Date and Time Dec. 11th 2020 (Fri) 11:00 ~ 12:00
Venue Online by Zoom (If you'd like to participate in this seminar, please register at: https://forms.office.com/Pages/ResponsePage.aspx?id=T6978HAr10eaAgh1yvlMhMexOVmTWQxJm8Vt6E3eGoBUN1g4MjgxR0M5QUE5MkhEM0lGVklCVUdESy4u)
Speaker Catherine Tsai
Affiliation/Position Department of Molecular Medicine and Pathology, University of Auckland, Research fellow
Country New Zealand
Title PilVax – A novel peptide delivery platform for mucosal vaccination based on the pilus structure of Group A Streptococcus
Language English
Organizer Kohtaro Fujihashi

Overview

 Our main research interest is an important bacterial pathogen to humans, the Group A streptococcus (GAS). This bacterium causes a wide range of diseases ranging from superficial skin and throat infections, to invasive diseases and serious immune complications. Our research focused on the GAS pilus, which is a surface structure involved in host cell adhesion. In this regard, we are currently developing a novel vaccine strategy based on the GAS pilus termed PilVax.

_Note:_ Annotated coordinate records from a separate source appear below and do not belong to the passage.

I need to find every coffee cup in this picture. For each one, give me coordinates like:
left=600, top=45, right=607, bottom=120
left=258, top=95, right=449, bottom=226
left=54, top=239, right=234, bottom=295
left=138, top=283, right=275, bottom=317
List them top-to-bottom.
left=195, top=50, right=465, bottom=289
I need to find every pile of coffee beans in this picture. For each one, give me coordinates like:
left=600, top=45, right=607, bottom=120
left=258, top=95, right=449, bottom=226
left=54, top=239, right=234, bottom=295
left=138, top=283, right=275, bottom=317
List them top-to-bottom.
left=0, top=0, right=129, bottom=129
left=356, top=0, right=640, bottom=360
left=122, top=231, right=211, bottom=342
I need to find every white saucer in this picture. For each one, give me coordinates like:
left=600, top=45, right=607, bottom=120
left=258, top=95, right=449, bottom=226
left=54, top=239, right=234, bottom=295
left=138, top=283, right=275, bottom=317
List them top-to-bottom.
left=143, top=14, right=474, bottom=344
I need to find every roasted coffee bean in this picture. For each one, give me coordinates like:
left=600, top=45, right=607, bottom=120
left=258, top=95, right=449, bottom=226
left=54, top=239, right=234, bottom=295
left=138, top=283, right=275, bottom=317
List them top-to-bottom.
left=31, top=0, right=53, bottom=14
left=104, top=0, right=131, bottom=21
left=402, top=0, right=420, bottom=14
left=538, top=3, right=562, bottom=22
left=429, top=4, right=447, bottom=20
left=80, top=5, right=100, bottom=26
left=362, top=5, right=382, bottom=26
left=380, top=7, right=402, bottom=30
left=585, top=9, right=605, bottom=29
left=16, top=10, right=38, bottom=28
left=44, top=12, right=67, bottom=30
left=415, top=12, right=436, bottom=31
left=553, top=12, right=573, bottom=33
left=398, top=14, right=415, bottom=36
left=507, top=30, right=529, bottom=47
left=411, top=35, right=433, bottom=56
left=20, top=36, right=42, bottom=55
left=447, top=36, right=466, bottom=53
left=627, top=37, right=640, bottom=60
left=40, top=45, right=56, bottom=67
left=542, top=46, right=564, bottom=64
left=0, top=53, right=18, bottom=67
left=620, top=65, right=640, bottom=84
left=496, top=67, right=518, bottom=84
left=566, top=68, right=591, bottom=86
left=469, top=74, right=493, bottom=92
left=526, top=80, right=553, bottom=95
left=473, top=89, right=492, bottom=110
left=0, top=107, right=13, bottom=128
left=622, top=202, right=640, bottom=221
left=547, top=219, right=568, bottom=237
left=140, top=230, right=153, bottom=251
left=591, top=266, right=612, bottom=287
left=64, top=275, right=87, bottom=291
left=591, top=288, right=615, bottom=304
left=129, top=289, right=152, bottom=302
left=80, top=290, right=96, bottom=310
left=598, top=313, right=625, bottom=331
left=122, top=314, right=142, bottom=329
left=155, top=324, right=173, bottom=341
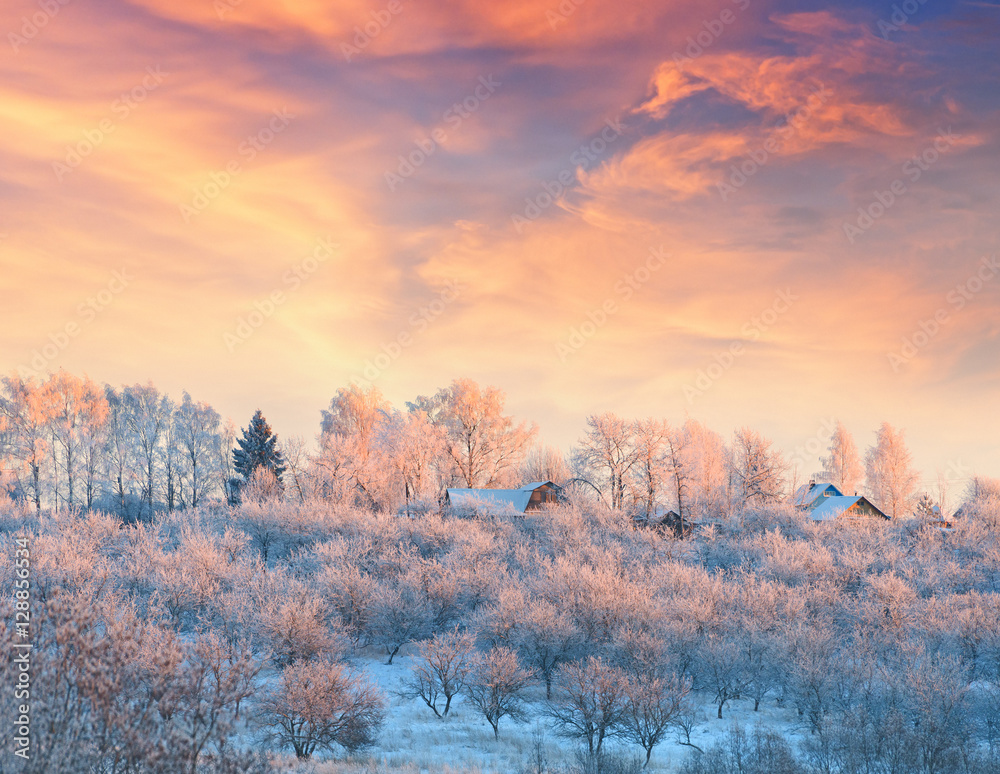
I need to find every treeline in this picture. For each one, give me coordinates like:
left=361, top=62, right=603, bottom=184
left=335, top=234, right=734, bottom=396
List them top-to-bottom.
left=0, top=371, right=996, bottom=520
left=0, top=371, right=236, bottom=520
left=0, top=496, right=1000, bottom=774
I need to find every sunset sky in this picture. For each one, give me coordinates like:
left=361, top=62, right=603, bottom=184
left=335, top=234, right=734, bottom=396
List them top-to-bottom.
left=0, top=0, right=1000, bottom=488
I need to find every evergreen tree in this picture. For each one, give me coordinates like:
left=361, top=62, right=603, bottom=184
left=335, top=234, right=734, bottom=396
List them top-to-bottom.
left=233, top=409, right=285, bottom=483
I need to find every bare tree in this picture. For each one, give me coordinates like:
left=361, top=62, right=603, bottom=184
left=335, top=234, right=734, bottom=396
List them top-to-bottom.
left=0, top=375, right=57, bottom=513
left=407, top=379, right=538, bottom=488
left=174, top=392, right=222, bottom=508
left=573, top=413, right=639, bottom=509
left=632, top=418, right=673, bottom=518
left=678, top=419, right=730, bottom=515
left=820, top=421, right=865, bottom=495
left=865, top=422, right=920, bottom=519
left=732, top=427, right=787, bottom=505
left=521, top=446, right=573, bottom=484
left=512, top=600, right=583, bottom=699
left=402, top=629, right=475, bottom=718
left=466, top=648, right=532, bottom=739
left=547, top=657, right=628, bottom=755
left=260, top=661, right=385, bottom=760
left=620, top=675, right=691, bottom=766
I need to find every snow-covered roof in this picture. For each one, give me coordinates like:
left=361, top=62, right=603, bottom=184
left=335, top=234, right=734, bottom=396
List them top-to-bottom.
left=448, top=481, right=558, bottom=513
left=520, top=481, right=559, bottom=492
left=792, top=483, right=843, bottom=506
left=448, top=489, right=533, bottom=513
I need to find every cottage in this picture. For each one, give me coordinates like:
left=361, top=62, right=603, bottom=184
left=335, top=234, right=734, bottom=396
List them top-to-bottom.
left=444, top=481, right=563, bottom=513
left=792, top=481, right=889, bottom=521
left=792, top=481, right=844, bottom=509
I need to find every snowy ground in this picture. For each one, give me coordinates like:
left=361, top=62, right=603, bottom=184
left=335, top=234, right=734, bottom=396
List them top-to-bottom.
left=268, top=655, right=799, bottom=774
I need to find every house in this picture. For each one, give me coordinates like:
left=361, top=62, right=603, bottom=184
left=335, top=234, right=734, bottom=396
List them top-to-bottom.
left=444, top=481, right=563, bottom=513
left=792, top=481, right=889, bottom=521
left=792, top=481, right=844, bottom=509
left=808, top=495, right=889, bottom=521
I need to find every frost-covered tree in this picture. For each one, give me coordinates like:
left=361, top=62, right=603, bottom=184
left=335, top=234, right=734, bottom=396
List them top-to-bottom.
left=48, top=371, right=108, bottom=508
left=0, top=374, right=57, bottom=512
left=122, top=382, right=173, bottom=516
left=174, top=392, right=222, bottom=508
left=233, top=409, right=285, bottom=483
left=573, top=412, right=639, bottom=509
left=632, top=417, right=673, bottom=518
left=677, top=419, right=730, bottom=515
left=820, top=421, right=865, bottom=495
left=865, top=422, right=920, bottom=519
left=521, top=446, right=572, bottom=484
left=403, top=629, right=476, bottom=718
left=548, top=657, right=629, bottom=755
left=260, top=661, right=385, bottom=760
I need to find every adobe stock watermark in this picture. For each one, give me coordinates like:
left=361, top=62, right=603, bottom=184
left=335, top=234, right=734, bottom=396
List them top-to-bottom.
left=7, top=0, right=72, bottom=54
left=340, top=0, right=403, bottom=62
left=673, top=0, right=750, bottom=70
left=878, top=0, right=927, bottom=40
left=52, top=65, right=168, bottom=182
left=385, top=75, right=503, bottom=192
left=715, top=84, right=833, bottom=201
left=178, top=107, right=295, bottom=223
left=510, top=118, right=622, bottom=234
left=844, top=126, right=961, bottom=245
left=222, top=236, right=340, bottom=354
left=556, top=245, right=671, bottom=363
left=885, top=253, right=1000, bottom=374
left=18, top=266, right=133, bottom=378
left=351, top=279, right=465, bottom=388
left=682, top=288, right=799, bottom=405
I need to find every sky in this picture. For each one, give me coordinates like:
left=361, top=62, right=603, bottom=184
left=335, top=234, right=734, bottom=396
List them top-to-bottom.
left=0, top=0, right=1000, bottom=494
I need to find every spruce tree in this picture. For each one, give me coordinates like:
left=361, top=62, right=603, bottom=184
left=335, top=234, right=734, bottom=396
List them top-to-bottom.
left=233, top=409, right=285, bottom=484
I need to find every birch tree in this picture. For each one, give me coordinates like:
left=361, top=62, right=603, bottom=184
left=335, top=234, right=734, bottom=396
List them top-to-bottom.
left=820, top=421, right=865, bottom=495
left=865, top=422, right=920, bottom=519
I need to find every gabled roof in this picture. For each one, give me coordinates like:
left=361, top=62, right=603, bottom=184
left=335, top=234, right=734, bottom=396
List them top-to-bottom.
left=448, top=481, right=561, bottom=513
left=519, top=481, right=562, bottom=492
left=792, top=482, right=843, bottom=508
left=448, top=489, right=533, bottom=513
left=809, top=495, right=889, bottom=521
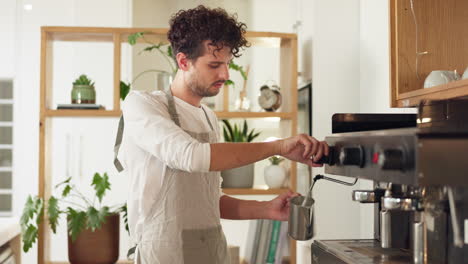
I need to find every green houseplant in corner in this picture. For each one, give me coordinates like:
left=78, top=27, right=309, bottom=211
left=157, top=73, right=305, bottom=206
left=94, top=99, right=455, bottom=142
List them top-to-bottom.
left=71, top=74, right=96, bottom=104
left=221, top=119, right=260, bottom=188
left=20, top=173, right=128, bottom=264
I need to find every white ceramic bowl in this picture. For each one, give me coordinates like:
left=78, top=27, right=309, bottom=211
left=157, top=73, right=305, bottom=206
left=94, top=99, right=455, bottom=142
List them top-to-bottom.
left=424, top=71, right=460, bottom=88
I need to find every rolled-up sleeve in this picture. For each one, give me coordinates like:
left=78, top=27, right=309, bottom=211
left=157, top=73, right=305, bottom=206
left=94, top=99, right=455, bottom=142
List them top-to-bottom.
left=123, top=92, right=211, bottom=172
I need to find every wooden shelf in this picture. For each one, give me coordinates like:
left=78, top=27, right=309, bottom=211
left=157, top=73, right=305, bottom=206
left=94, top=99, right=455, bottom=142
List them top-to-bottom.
left=389, top=0, right=468, bottom=107
left=42, top=27, right=297, bottom=48
left=397, top=79, right=468, bottom=107
left=45, top=109, right=122, bottom=117
left=216, top=112, right=294, bottom=119
left=223, top=188, right=289, bottom=195
left=46, top=260, right=134, bottom=264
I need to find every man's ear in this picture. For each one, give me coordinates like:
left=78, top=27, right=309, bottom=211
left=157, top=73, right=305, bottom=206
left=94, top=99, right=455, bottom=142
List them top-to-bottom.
left=176, top=52, right=190, bottom=71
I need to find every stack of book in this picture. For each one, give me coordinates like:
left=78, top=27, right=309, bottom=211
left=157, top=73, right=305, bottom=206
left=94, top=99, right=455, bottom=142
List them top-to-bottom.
left=244, top=219, right=289, bottom=264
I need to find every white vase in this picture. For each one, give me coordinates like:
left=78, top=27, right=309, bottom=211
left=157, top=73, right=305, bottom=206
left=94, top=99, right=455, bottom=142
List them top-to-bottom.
left=263, top=165, right=286, bottom=188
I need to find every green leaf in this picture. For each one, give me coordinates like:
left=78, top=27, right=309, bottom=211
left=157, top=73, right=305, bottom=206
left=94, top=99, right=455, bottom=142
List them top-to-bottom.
left=127, top=32, right=144, bottom=45
left=167, top=45, right=174, bottom=58
left=229, top=61, right=247, bottom=80
left=224, top=80, right=234, bottom=85
left=120, top=81, right=131, bottom=101
left=223, top=119, right=234, bottom=142
left=242, top=119, right=248, bottom=137
left=91, top=172, right=110, bottom=202
left=55, top=177, right=71, bottom=188
left=62, top=185, right=71, bottom=197
left=20, top=195, right=36, bottom=230
left=47, top=196, right=59, bottom=234
left=34, top=197, right=44, bottom=226
left=119, top=204, right=130, bottom=235
left=86, top=206, right=109, bottom=232
left=99, top=206, right=110, bottom=224
left=68, top=207, right=86, bottom=241
left=86, top=207, right=101, bottom=232
left=22, top=225, right=38, bottom=252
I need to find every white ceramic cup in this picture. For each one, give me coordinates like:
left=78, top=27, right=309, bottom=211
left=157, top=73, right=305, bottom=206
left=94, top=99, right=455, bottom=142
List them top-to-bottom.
left=462, top=68, right=468, bottom=80
left=424, top=71, right=460, bottom=88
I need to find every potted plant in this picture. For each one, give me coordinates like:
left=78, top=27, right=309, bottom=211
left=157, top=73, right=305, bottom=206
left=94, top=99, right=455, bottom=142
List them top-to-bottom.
left=120, top=32, right=247, bottom=100
left=71, top=74, right=96, bottom=104
left=221, top=119, right=260, bottom=188
left=263, top=156, right=286, bottom=188
left=20, top=173, right=128, bottom=264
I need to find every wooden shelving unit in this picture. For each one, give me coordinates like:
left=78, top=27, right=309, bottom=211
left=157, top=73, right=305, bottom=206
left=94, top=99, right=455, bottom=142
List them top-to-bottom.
left=389, top=0, right=468, bottom=107
left=38, top=27, right=297, bottom=264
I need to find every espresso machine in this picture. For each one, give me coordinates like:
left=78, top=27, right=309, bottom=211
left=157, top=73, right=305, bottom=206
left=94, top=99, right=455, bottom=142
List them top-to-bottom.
left=311, top=99, right=468, bottom=264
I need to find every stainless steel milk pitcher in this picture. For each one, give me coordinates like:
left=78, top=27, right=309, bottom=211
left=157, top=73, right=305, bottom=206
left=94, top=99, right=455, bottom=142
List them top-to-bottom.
left=288, top=174, right=357, bottom=240
left=288, top=196, right=315, bottom=240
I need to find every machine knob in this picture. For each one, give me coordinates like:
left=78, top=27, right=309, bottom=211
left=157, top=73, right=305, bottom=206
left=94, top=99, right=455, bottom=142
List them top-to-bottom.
left=339, top=146, right=364, bottom=167
left=378, top=149, right=405, bottom=170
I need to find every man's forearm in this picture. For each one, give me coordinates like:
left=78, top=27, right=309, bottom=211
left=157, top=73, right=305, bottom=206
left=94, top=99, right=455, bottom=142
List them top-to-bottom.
left=210, top=141, right=280, bottom=171
left=219, top=195, right=269, bottom=220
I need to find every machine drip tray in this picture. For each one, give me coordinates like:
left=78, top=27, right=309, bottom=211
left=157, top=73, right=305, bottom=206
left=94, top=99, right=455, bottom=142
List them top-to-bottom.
left=312, top=239, right=413, bottom=264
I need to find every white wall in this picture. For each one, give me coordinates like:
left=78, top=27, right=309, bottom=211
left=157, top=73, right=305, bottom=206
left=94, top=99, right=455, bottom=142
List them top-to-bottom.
left=0, top=0, right=16, bottom=78
left=312, top=0, right=360, bottom=239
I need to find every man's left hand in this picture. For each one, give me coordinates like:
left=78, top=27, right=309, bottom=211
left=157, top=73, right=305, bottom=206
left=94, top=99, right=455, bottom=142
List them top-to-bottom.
left=267, top=190, right=300, bottom=221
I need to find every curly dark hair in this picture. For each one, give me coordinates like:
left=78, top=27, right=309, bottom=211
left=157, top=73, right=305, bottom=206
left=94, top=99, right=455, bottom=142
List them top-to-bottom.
left=167, top=5, right=250, bottom=64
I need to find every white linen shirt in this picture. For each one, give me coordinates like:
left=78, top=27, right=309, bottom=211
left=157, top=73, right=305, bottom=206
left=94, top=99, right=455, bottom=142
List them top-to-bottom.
left=118, top=91, right=224, bottom=242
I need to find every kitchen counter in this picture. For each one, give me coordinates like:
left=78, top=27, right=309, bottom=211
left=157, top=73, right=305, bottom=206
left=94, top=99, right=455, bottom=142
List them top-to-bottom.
left=0, top=217, right=21, bottom=263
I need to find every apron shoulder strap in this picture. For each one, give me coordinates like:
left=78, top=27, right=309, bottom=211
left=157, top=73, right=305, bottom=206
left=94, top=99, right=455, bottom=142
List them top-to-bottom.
left=114, top=115, right=124, bottom=172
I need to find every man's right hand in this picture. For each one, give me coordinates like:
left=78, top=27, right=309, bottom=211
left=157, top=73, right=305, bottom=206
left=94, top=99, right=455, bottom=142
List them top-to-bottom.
left=279, top=134, right=330, bottom=167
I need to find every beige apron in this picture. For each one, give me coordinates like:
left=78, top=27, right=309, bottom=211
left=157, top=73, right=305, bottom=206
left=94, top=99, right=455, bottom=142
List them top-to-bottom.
left=116, top=91, right=230, bottom=264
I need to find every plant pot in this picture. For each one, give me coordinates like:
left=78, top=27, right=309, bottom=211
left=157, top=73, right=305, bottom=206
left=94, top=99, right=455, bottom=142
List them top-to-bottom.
left=71, top=85, right=96, bottom=104
left=221, top=163, right=254, bottom=188
left=263, top=165, right=286, bottom=188
left=68, top=214, right=120, bottom=264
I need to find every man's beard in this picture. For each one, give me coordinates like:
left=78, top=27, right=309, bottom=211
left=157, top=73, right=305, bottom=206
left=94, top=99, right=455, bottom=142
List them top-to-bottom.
left=188, top=76, right=224, bottom=97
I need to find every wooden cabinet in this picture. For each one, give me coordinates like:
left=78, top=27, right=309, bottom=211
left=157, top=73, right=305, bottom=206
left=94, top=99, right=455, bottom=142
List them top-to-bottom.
left=389, top=0, right=468, bottom=107
left=38, top=27, right=297, bottom=264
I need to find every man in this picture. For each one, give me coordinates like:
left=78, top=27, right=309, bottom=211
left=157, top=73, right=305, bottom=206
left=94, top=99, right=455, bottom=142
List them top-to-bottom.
left=119, top=6, right=328, bottom=264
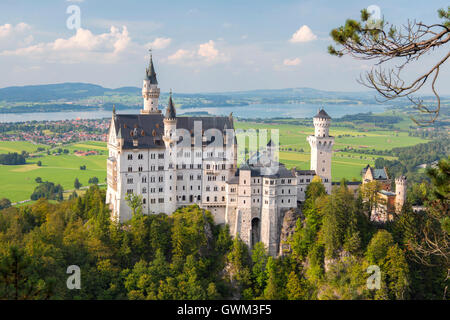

PilVax is a novel peptide delivery platform that utilises the GAS pilus structure to carry a stabilised and highly amplified peptide on the surface of the food-grade bacterium Lactococcus lactis. A proof-of-concept study showed that several loop regions in the structure of pilus backbone protein Spy0128 could be utilised as the peptide insertion site. Recombinant L. lactis strains expressing the modified pili on the surface were used to immunise mice intranasally, and elicited substantial systemic and mucosal antibody responses. PilVax overcomes the common shortfalls of synthetic peptide vaccines in poor immunogenicity and instability, and takes advantage of the safety profile and natural adjuvancy of the lactococcal vehicle. PilVax can be a versatile peptide delivery platform for multiple antigens, and can be built on antigenically-different pilus types to facilitate subsequent immunisation. Current works on this project include developing PilVax into effective mucosal vaccines against various diseases, and investigating of the immunological characteristics of GAS pilus. In this presentation, we will describe a pilot project in collaboration with Dr. Fujihahi at the Institute of Medical Science, The University of Tokyo, and Dr. Asanuma at the National Institute of Infectious Diseases on an universal flu vaccine based on the PilVax system.